Alcune settimane fa assegnammo un Bamba non vero ma un semplice prebamba a Mourinho con l’impegno di riprendercelo qualora l’Inter avesse fatto tripletta. Fu una operazione scaramantica? Sì.

Alcune settimane fa assegnammo un Bamba non vero ma un semplice prebamba a Mourinho con l’impegno di riprendercelo qualora l’Inter avesse fatto tripletta. Fu una operazione scaramantica? Sì. Sentivamo che questo fosse l’anno buono. Tuttavia, dato che non si sa mai, a nostro modo facemmo gli scongiuri; e ora siamo lieti di riportarci a casa quel mezzo bamba. Onore al merito di una grande squadra e del suo grandissimo comandante, per il quale confessiamo di avere stima e simpatia anche extracalcistiche.

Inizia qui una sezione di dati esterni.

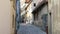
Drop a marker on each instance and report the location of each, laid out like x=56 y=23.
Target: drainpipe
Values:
x=18 y=16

Quando lo vedemmo per la prima volta sul teleschermo e lo udimmo in conferenza stampa, ne fummo conquistati. Soprattutto per una battuta che, detta da un portoghese giramondo al suo esordio come milanese d’adozione, dimostrava intelligenza e finezza psicologica: non sono un pirla. Mou era qui da cinque minuti e già aveva capito tutto. Dovendo lavorare in Italia, si era preparato a puntino per viverci non da straniero.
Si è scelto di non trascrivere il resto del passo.